Recently, Tristan Louis wrote two very interesting posts on comparisons between Google, Yahoo, and Technorati's results on searching blogs and counting references to the Technorati Top 100 bloggers as well as the long tail of 11.5 Million bloggers out there. If you haven't read the posts, please go over and have a look at both of them - there's lots of very interesting data and analysis in there, and I think there are some very interesting conclusions that Tristan draws from the data.
However, I believe that Tristan's analysis begs a question that hasn't been asked yet: How accurate are the numbers that search engines report about the size of their result sets?

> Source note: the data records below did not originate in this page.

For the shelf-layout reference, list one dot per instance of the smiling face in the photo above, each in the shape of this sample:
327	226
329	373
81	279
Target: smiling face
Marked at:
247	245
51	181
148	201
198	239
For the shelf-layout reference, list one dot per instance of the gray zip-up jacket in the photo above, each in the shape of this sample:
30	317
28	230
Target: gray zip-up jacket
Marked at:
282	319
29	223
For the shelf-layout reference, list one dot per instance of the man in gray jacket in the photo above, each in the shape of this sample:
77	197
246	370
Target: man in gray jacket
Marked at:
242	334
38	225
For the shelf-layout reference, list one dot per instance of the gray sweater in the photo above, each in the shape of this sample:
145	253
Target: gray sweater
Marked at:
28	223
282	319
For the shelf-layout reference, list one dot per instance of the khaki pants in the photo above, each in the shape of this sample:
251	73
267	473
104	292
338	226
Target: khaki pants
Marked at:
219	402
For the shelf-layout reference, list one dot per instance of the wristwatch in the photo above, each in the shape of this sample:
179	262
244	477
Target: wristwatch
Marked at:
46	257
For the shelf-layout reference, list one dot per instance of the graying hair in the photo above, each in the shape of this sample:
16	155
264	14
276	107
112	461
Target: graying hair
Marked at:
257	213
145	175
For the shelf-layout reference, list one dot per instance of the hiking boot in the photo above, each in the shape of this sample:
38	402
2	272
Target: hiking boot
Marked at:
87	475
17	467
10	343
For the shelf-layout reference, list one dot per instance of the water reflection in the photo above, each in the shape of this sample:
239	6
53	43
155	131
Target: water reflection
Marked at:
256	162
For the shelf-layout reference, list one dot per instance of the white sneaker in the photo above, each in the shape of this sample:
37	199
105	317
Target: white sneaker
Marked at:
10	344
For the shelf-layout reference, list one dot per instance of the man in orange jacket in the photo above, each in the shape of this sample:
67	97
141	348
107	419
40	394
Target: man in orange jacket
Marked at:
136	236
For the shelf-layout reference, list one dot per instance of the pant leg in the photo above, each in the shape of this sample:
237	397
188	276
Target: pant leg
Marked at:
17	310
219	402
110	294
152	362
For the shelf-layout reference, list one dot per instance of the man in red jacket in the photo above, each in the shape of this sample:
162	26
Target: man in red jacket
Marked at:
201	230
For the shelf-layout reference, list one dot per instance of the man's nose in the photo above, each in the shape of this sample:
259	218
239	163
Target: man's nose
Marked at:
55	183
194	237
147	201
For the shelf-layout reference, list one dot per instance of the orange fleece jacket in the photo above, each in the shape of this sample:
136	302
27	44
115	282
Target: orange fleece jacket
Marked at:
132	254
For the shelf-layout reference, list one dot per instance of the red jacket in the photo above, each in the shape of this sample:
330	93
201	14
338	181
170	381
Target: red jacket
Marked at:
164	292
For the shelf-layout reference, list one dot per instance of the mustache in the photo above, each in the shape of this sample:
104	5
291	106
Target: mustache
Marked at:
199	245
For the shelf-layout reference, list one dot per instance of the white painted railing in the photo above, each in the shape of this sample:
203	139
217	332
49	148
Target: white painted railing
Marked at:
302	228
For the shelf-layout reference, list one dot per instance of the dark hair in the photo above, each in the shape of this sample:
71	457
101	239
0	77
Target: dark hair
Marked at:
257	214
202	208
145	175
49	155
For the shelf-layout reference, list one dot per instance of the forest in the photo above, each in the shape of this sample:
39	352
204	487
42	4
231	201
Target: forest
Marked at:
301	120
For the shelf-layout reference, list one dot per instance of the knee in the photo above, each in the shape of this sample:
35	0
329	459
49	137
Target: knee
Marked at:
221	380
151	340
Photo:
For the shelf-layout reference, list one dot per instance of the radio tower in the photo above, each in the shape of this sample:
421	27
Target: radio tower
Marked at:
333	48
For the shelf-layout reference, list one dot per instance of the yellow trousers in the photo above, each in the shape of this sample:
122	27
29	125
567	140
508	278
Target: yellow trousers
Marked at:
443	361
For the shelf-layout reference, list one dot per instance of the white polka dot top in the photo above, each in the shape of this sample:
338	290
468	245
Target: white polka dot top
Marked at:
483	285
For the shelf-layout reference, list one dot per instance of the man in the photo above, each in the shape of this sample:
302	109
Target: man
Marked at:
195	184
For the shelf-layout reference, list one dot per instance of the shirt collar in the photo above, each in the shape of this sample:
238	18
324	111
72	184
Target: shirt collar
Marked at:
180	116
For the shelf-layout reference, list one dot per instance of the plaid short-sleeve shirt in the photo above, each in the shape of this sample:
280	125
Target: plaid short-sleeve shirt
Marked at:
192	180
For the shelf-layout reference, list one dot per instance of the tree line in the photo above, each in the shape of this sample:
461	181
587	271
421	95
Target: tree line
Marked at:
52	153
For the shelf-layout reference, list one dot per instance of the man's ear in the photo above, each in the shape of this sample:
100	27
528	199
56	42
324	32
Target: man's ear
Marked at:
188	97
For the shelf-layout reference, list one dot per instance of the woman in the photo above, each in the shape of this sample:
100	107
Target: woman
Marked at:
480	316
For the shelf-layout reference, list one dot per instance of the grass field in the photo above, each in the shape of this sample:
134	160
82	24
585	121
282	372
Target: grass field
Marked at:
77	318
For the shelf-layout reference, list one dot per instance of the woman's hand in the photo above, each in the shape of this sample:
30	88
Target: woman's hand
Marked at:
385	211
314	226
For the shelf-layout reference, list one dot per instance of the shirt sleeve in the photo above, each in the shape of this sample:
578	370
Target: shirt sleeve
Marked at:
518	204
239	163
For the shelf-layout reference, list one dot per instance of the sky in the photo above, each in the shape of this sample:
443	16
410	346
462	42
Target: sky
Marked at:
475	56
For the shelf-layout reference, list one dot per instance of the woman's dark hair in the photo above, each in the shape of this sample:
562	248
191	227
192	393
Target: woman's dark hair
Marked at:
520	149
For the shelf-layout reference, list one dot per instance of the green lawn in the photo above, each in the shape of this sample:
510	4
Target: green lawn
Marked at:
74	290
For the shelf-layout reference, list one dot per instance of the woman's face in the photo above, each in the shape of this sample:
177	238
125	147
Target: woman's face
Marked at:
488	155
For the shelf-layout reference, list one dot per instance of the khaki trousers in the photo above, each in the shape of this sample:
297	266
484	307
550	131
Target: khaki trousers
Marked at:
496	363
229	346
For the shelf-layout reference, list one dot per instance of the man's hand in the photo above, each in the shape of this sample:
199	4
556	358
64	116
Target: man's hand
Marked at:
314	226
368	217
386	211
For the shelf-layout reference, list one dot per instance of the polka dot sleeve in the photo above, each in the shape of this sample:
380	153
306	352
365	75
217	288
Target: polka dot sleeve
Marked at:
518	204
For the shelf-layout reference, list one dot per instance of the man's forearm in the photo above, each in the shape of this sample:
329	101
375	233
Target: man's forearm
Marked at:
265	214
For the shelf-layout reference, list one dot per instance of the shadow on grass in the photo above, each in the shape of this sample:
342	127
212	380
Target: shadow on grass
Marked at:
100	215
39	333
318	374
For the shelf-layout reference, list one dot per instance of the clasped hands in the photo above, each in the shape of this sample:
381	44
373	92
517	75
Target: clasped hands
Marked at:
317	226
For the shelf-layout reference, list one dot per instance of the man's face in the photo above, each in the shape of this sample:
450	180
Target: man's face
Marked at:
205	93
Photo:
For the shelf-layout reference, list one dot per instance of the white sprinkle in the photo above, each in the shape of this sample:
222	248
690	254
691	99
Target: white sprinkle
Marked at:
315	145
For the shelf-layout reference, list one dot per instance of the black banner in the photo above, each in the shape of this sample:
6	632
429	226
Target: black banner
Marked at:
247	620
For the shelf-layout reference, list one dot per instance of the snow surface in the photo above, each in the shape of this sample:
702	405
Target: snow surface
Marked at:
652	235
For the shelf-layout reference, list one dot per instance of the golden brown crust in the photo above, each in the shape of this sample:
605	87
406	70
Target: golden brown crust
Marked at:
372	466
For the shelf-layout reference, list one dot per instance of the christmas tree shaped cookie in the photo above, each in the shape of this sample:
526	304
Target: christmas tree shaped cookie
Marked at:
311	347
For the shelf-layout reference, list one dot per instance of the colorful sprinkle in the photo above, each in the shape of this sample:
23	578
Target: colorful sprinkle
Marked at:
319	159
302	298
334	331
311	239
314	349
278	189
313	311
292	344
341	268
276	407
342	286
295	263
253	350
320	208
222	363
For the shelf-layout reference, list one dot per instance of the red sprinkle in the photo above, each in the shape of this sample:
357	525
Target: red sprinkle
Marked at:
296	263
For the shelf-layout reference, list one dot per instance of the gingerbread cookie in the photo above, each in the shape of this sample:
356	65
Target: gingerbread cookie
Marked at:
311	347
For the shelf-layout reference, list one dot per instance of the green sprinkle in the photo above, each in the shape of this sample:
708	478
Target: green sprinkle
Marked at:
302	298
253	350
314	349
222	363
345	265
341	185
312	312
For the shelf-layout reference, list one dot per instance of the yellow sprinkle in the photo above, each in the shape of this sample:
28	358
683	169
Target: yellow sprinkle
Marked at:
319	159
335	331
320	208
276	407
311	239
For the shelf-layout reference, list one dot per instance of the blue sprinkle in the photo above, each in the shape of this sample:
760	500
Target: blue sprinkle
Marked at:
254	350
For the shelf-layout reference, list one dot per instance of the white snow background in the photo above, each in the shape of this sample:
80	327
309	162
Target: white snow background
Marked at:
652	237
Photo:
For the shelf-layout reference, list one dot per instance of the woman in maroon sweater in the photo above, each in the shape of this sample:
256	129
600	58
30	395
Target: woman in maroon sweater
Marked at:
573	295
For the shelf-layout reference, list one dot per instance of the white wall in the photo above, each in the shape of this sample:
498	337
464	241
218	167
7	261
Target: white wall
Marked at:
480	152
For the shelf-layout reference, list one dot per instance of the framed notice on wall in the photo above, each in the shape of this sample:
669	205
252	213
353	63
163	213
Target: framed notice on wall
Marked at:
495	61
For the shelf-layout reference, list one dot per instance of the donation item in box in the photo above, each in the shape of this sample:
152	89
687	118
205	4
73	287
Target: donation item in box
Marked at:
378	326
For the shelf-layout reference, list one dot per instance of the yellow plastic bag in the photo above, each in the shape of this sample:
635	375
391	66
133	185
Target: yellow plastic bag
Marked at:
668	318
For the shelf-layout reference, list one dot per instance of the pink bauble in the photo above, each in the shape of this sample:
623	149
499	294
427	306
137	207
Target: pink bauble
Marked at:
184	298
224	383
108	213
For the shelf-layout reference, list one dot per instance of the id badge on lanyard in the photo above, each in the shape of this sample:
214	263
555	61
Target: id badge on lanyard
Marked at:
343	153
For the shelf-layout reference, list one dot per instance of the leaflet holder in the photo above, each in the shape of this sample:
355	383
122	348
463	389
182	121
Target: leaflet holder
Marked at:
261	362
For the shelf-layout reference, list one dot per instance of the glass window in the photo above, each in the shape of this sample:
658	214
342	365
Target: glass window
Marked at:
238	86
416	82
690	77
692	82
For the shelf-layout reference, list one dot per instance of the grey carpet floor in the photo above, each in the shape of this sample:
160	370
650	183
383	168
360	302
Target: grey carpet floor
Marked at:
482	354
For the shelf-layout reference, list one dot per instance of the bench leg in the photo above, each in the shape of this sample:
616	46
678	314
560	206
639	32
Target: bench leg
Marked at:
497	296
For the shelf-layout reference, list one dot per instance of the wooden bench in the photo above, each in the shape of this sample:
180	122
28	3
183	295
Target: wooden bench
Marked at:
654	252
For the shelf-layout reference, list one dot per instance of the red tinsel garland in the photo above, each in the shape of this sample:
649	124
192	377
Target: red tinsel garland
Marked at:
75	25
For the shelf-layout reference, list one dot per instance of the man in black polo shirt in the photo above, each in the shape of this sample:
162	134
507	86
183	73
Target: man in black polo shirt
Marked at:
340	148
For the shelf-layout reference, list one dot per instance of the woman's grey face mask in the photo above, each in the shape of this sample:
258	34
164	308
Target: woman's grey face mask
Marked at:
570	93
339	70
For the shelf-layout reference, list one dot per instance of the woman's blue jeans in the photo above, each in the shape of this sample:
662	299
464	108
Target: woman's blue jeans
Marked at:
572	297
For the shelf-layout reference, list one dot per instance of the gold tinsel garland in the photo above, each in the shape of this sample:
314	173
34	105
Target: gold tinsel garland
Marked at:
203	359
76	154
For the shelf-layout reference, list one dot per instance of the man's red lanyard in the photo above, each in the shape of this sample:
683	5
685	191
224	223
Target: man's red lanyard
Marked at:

We give a lot of faith to the numbers that search engines report, when trying to guess how popular something is. Google reports today that there are "about 624,000" results for "long tail". Yahoo reports "about 779,000" results. People quote these numbers as accurate statistics, and Tristan is using these numbers to do some comparative analysis of the coverage of Google, Yahoo, and Technorati's indexes. However, I'm having difficulty ascertaining the accuracy of these numbers. I've listed some examples below, and a simple how-to so that you can check yourself for your favorite searches.
My questions with Tristan's conclusions are not with his analytics, but with the underlying data that he starts with.
For example, when you search for all the results for "Tristan Louis" on Google, it reports "about 575,000". However you can only navigate through 703 results of the entire set. Perhaps this limit exists to more easily keep their indexes small and in RAM (which means they can stuff more indexes onto a single machine). Perhaps from a user (and business) perspective, their testing shows that almost no one except for researchers will go past the first 5 pages of results.
But if you can only view 703 results of about 575,000, where are the other 573,297 results? That's only 0.2% of the search results that the estimate claims. Where's the missing 99.8% of the search results?
Yahoo search says that there are 890,000 results for Tristan Louis.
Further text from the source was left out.